Handing down his first budget on Tuesday, the treasurer says the Turnbull government is sticking to its focus on jobs and growth, and fixing the problems in the tax system will cover its responsibilities for the next generation.
"This is the right plan for Australia to overcome the challenges of economic transition and to a clear path for long-term growth and new jobs in a stronger economy," Mr Morrison told parliament.
However, the budget position has deteriorated since December, while economic growth is set to subside to 2.5 per cent both this financial year and next after the brief spike to three per cent late last year.
Little wonder the Reserve Bank felt compelled to cut the cash rate to a record low 1.75 per cent at its board meeting just hours before Mr Morrison handed down the budget.
"The board judged that prospects for sustainable growth in the economy ... would be improved by easing monetary policy," central bank governor Glenn Stevens said in a statement.
The cash rate had been at the previous all-time low of two per cent for a year.
The budget deficit for 2015/16 is now expected to be a hefty $39.9 billion - the fifth largest on record - and more than the $37.5 billion predicted in the mid-year review.
It is also bigger than the $37.9 billion deficit result in 2014/15 and more than double former Labor treasurer Wayne Swan's last full-year budget in 2012/13.
For 2016/17 the deficit is $37.1 billion and subsequently declines to a surplus in 2020/21 as previously planned.
Budget repair would be achieved by policies that continue to control spending, Mr Morrison said.
"This is not a time to be splashing money around or increasing the tax burden."
Even so, the treasurer has found money to cut the company tax rate to 27.5 per cent from 28.5 per cent for small business, a key beneficiary of last year's budget.
This time around the government has also lifted the turnover threshold to $10 million from $2 million.
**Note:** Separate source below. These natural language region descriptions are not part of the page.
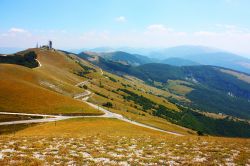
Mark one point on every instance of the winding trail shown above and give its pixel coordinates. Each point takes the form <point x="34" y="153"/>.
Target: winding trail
<point x="39" y="64"/>
<point x="82" y="97"/>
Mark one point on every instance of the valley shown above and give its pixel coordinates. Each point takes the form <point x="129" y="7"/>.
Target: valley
<point x="94" y="116"/>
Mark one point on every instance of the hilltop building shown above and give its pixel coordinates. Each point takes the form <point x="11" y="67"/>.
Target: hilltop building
<point x="50" y="44"/>
<point x="48" y="47"/>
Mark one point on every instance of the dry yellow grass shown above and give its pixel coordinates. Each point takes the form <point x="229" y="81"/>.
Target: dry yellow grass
<point x="21" y="93"/>
<point x="112" y="142"/>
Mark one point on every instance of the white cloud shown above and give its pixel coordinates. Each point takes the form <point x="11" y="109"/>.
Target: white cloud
<point x="121" y="19"/>
<point x="205" y="33"/>
<point x="17" y="30"/>
<point x="159" y="28"/>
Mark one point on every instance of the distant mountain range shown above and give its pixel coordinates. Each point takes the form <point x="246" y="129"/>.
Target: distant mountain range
<point x="177" y="56"/>
<point x="214" y="89"/>
<point x="9" y="50"/>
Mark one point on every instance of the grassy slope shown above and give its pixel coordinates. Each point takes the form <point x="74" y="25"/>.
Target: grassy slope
<point x="21" y="89"/>
<point x="103" y="137"/>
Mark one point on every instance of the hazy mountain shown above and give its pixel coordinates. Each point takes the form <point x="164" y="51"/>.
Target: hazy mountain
<point x="9" y="50"/>
<point x="181" y="51"/>
<point x="205" y="56"/>
<point x="126" y="58"/>
<point x="211" y="89"/>
<point x="179" y="62"/>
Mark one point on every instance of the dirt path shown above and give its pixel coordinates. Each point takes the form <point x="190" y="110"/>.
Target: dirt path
<point x="83" y="97"/>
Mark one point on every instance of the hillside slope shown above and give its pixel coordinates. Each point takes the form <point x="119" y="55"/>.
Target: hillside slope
<point x="201" y="82"/>
<point x="41" y="90"/>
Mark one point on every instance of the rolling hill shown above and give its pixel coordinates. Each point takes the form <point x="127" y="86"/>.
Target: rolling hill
<point x="196" y="90"/>
<point x="123" y="57"/>
<point x="47" y="89"/>
<point x="204" y="56"/>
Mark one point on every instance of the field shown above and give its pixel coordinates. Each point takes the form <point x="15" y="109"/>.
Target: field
<point x="96" y="141"/>
<point x="41" y="90"/>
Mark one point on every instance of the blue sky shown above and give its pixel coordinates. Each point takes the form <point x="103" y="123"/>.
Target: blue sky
<point x="223" y="24"/>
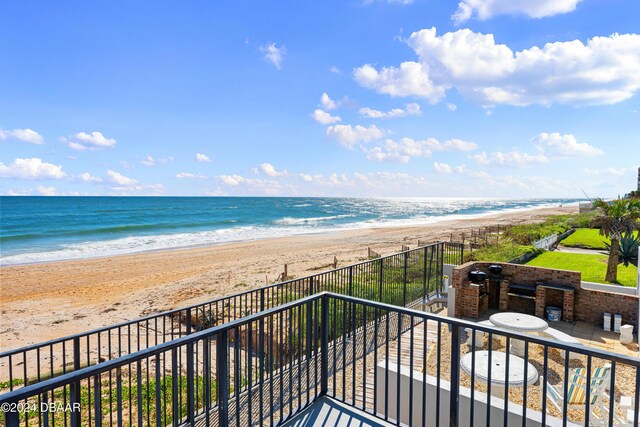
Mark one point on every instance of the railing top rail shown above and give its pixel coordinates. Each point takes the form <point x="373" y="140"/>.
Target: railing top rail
<point x="634" y="361"/>
<point x="93" y="370"/>
<point x="41" y="387"/>
<point x="55" y="341"/>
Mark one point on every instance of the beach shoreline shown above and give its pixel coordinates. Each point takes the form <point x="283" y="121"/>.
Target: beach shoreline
<point x="44" y="301"/>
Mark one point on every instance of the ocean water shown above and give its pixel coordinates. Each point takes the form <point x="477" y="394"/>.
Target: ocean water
<point x="42" y="229"/>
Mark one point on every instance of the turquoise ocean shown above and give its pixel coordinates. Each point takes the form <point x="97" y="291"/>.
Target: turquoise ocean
<point x="42" y="229"/>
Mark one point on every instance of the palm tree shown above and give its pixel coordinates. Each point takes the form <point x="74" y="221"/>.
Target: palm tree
<point x="616" y="217"/>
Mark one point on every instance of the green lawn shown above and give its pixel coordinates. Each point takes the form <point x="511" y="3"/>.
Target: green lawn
<point x="588" y="238"/>
<point x="592" y="267"/>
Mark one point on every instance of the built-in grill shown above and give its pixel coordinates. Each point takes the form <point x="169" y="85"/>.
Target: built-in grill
<point x="523" y="291"/>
It will be increased each year to an eventual $100 million in 2019/20.
Labelled a "ten-year enterprise tax plan", large business will benefit as well - but not until 2023/24 when their company tax rate drops to 27.5 per cent, and 25 per cent in 2026/27.
The government is also raising the upper limit of the middle-income personal income tax threshold from $80,000 to $87,000, preventing 500,000 taxpayers from tumbling into the second highest tax bracket every year through wage inflation, other wise known as bracket creep.
"Of course we would like to do more, but this is what we can afford today," Mr Morrison said.
The change is worth up to $24 a month, less than half the $45 a month saving on an average $300,000 mortgage from Mr Stevens' rate cut, provided of course the banks oblige.